9. Plot The Posterior Distribution & Credible Interval

So far, the results look more or less the same as with our MLE model - so you might be wondering when our Bayesian approach gets around to helping us quantify the uncertainty in the team ratings. Let’s get on that. We can take a look at a given team’s posterior distribution as well as the Bayesian credible interval surrounding their strength rating. This will show us how certain or uncertain we might want to be about each team’s true strength rating.
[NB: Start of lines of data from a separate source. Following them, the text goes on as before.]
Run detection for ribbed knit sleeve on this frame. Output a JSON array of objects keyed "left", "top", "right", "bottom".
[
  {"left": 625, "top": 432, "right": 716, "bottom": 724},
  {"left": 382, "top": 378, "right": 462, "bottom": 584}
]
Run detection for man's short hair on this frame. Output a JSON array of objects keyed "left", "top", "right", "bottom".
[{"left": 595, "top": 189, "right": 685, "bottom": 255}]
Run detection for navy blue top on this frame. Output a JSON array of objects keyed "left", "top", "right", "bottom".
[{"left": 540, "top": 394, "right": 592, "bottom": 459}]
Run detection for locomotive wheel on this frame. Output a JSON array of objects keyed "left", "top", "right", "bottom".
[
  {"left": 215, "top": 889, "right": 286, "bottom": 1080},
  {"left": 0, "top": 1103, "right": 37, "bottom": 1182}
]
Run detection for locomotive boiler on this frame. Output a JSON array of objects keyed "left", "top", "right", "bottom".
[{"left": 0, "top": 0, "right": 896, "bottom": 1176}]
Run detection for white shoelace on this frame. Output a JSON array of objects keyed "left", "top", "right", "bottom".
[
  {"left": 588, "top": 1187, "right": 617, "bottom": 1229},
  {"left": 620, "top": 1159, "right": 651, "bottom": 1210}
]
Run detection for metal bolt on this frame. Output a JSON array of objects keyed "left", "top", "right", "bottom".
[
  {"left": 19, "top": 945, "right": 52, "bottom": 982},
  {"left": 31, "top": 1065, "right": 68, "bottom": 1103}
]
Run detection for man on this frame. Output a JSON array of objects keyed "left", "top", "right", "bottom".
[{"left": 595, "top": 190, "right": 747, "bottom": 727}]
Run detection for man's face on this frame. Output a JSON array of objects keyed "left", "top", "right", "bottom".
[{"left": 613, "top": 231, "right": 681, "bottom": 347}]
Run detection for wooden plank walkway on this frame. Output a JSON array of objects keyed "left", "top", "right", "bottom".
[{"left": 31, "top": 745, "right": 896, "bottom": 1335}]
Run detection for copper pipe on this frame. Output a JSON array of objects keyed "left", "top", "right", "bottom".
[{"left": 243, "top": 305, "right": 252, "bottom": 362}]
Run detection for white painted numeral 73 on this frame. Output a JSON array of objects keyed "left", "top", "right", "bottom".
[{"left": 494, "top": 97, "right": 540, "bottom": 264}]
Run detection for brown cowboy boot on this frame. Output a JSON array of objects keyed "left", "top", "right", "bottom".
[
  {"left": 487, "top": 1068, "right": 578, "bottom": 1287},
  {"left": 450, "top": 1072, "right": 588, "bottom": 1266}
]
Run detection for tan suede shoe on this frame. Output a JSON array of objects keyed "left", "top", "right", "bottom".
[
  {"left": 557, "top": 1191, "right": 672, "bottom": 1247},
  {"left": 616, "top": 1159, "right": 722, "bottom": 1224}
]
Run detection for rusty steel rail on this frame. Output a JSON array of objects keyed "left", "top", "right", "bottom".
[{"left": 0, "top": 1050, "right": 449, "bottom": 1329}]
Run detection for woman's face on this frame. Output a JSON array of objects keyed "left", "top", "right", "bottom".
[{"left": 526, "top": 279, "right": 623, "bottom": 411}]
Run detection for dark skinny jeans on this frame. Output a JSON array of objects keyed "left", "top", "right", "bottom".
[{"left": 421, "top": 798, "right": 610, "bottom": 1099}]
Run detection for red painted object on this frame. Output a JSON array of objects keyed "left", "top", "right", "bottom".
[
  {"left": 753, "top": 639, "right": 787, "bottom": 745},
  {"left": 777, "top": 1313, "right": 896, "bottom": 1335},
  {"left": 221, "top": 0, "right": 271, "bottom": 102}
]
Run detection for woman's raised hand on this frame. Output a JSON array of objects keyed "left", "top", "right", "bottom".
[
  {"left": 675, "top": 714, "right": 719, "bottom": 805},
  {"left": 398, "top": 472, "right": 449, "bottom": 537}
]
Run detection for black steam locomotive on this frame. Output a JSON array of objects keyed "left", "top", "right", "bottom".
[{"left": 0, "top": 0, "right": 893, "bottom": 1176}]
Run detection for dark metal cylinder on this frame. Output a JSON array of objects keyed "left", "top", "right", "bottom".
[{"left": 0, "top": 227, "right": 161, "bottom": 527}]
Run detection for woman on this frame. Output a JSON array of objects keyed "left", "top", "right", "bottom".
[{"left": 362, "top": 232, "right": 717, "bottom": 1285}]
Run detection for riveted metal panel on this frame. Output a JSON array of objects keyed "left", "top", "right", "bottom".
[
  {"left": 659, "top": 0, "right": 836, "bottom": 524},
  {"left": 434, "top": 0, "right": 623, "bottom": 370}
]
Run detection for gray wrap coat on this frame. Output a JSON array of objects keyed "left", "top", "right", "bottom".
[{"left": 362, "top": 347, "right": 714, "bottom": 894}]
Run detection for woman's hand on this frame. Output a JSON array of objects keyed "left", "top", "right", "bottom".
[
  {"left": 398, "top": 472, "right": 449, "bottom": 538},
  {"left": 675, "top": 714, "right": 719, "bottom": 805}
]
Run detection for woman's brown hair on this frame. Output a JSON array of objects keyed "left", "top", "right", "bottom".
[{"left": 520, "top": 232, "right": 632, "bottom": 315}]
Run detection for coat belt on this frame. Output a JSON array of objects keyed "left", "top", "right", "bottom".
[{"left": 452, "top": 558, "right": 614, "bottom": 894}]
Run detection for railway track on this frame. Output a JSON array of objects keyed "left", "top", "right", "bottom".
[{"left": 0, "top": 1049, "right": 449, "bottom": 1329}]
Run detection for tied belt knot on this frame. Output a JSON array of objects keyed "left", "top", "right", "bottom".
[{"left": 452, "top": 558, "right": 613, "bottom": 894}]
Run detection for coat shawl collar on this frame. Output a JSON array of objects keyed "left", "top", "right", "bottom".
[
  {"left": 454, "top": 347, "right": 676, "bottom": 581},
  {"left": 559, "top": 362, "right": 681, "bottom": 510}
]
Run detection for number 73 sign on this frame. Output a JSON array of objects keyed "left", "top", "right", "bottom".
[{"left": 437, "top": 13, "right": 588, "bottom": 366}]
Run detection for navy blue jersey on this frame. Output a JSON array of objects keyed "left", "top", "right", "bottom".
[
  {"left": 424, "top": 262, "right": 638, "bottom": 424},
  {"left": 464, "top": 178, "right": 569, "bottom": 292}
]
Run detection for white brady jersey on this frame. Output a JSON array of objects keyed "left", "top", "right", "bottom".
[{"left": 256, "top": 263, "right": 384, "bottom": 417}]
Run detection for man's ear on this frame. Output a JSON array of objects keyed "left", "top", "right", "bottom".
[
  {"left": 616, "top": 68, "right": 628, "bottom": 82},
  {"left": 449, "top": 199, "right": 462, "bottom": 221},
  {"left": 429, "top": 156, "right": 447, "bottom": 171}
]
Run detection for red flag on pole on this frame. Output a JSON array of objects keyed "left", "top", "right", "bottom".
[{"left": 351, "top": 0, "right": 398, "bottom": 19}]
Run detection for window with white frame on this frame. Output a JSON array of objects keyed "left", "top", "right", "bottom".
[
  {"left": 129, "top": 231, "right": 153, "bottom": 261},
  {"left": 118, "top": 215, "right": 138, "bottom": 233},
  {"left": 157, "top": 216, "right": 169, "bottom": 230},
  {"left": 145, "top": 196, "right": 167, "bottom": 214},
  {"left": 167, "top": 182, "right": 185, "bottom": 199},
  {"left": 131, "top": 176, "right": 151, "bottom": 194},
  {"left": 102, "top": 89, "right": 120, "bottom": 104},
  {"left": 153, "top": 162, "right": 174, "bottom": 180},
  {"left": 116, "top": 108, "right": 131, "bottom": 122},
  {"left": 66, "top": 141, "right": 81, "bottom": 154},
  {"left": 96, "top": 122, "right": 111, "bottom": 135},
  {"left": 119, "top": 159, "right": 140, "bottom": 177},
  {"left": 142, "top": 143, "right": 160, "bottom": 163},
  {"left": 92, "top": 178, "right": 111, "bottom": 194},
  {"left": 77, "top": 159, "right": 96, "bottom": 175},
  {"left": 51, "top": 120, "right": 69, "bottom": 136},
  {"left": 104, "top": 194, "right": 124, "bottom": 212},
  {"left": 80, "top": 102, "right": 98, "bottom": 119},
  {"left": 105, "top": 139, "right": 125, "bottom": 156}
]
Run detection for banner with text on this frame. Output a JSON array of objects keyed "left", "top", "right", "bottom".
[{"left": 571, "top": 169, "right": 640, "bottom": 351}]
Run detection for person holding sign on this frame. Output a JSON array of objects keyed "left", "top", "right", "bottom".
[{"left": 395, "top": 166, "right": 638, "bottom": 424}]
# Extract the posterior distributions and plot them
post.dist <- data.frame(bt.mcmc$Z)
names(post.dist) <- c(teams, 'hia')

hist(post.dist$`Anaheim Ducks`) # Posterior distribution histogram for Anaheim

# 95% Credible Interval
getCredibleIntervals(as.matrix(post.dist$`Anaheim Ducks`), quantiles = c(0.025, 0.975))

##            [,1]
## 0.025 0.2221391
## 0.975 1.5029443

# You can also run summary(bt.mcmc) for a full list of MAP values, median values and credible intervals

As you can see, we have a range of values for Anaheim’s estimated strength. While our MAP value indicates a single point estimate, our posterior plot shows that there is considerable uncertainty in that rating. Our credible interval values supplement this assessment, by showing a 95% probability that Anaheim’s true strength parameter, given this specific data and model assumptions, covers a huge range of possibilities. We see a substantial amount of underlying variation - and our Bayesian approach allows us to recognize this and temper our confidence in the model ratings accordingly.

10. Predicting Games with MCMC

Just like before, we can make a forecast for a hypothetical game:

mcmc.forecast <- function(home, away){
  1/(1+exp(-(ratings.mcmc.final['hia'] + ratings.mcmc.final[home] - ratings.mcmc.final[away])))
}

Plugging in our two previous teams, Tampa Bay and Anaheim, produces a comparable forecast to our MLE estimate:

mcf <- mcmc.forecast("Tampa Bay Lightning", "Anaheim Ducks")
names(mcf) <- NULL #Remove names from the returned probability
round(mcf,4)#Round output probability to 4 decimal points

## [1] 0.8667

Sanity Check for Home Ice Advantage
Once again, as a quick sanity check, we can also forecast the same team playing itself to determine if home ice advantage appears reasonable. Typical home ice advantage is ~3-4%. Let’s try that now with Tampa Bay:

mcf <- mcmc.forecast("Tampa Bay Lightning", "Tampa Bay Lightning")
names(mcf) <- NULL #Remove names from the returned probability
round(mcf,4)#Round output probability to 4 decimal points

## [1] 0.5335